Reebok, which put out a short film in October about voting, as well as a T-shirt line, said it would open its U.S. retail stores at 1 p.m. on Nov. 3, and give paid time off to employees volunteering at poll stations on that day. The company said it is also giving workers at its U.S. distribution centers paid time off and “voluntary time off” on Election Day, with the “opportunity to make up hours.”
“We’re encouraging our U.S. corporate employees to prioritize voting and manage their meeting schedule accordingly,” a company representative said.
The shoe brand Dr. Martens said in September that it teamed with the online voter registration support platform TurboVote to advise customers on registering to vote before deadlines.

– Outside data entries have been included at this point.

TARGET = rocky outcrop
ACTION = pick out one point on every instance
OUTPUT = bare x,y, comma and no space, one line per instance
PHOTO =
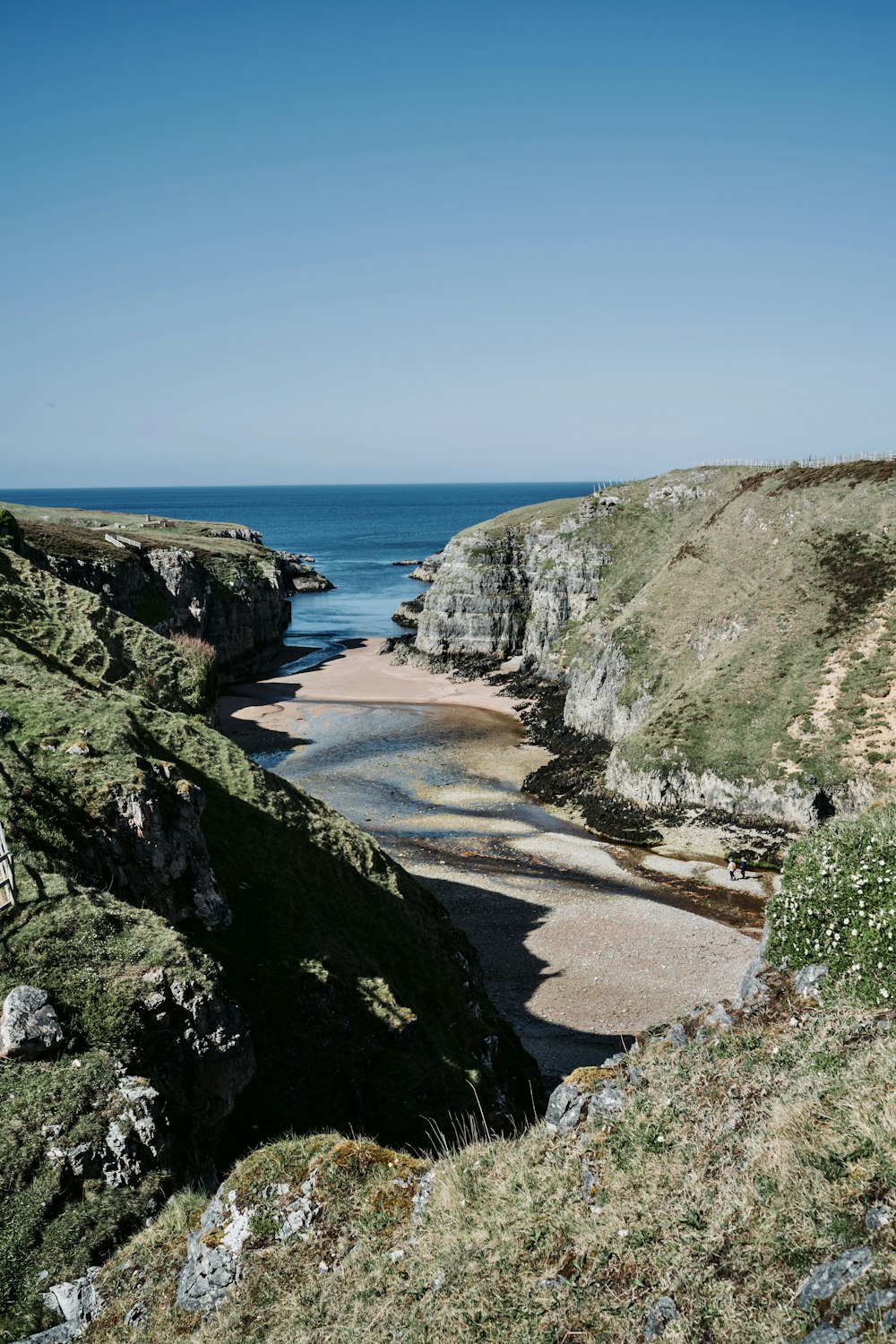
509,590
236,602
785,803
199,1053
214,1252
409,613
152,851
724,687
298,574
427,569
29,1024
134,1142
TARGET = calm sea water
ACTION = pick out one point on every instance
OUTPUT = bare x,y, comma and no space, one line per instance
355,534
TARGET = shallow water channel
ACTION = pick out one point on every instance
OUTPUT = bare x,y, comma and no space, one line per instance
579,945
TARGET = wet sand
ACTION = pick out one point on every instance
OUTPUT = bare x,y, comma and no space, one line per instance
582,943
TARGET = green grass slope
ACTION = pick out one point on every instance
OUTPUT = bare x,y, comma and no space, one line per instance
365,1003
737,1166
742,625
734,610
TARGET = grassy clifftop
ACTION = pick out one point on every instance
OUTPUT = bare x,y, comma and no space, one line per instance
734,1166
731,633
180,906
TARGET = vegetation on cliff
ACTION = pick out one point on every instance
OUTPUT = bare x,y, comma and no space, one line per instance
172,898
732,633
731,1161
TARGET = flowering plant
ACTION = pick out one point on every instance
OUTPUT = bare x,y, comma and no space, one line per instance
837,903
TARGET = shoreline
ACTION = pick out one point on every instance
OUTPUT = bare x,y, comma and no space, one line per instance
265,715
581,943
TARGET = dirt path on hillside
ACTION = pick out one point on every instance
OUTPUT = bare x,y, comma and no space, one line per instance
581,943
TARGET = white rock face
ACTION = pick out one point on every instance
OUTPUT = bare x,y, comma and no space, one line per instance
29,1026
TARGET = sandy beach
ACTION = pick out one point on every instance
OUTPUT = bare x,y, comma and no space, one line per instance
260,714
582,943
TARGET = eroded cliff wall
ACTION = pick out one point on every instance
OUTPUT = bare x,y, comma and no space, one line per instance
731,633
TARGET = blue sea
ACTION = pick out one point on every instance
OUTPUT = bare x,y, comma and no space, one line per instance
355,534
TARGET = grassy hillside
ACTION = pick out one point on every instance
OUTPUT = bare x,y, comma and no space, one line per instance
732,632
758,617
737,1166
365,1004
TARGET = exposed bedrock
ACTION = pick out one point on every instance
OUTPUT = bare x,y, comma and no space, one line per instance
506,593
729,633
238,604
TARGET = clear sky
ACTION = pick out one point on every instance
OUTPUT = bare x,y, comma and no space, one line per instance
389,241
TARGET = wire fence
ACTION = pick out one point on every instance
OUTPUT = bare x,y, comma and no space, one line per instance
836,460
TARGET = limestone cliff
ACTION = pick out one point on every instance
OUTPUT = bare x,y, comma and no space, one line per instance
728,634
212,582
171,894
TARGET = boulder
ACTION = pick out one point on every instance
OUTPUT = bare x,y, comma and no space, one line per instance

The brand said also that it would give its employees paid time off to vote in the presidential election.
“Eight hours of paid time will be provided for each employee so that we can register to vote, research the candidates and issues, and cast our votes (in person or by mail) in time for the Nov. 3 general election,” a company representative said.
The men’s fitness apparel brand Fourlaps said in September that it launched a limited-edition “Vote” T and plans to donate the proceeds from the sale to non-partisan voting advocacy group HeadCount. A Fourlaps representative said employees receive time off for voting and “have flexible schedules leading up to the election, and they are encouraged to prioritize efforts to vote.”
The nonprofit Favored Nations, founded this year by actor Noah Centineo and Josh Heller, and which also issued its own voting capsule collection in October, said its voting initiative used custom tracking links through groups including HeadCount and NextGen America to direct voters to register.
“Last month, tens of thousands of young people clicked through their custom links via NextGen America,” a representative for Favored Nations said.
Steve Madden, which teamed up in 2018 with the voting advocacy nonprofit Voto Latino, cofounded by Rosario Dawson, has continued efforts with the group this year, according to a representative for Steve Madden. Steve Madden’s corporate offices will also be closed on Election Day, the representative said.
“I think it reflects a broader trend we’re seeing within the private sector to become more politically active, to encourage citizen participation in the political process,” said Costas Panagopoulos, professor and chair of the Department of Political Science Northeastern University, who was a Congressional Fellow in the office of former Sen. and Secretary of State Hillary Clinton.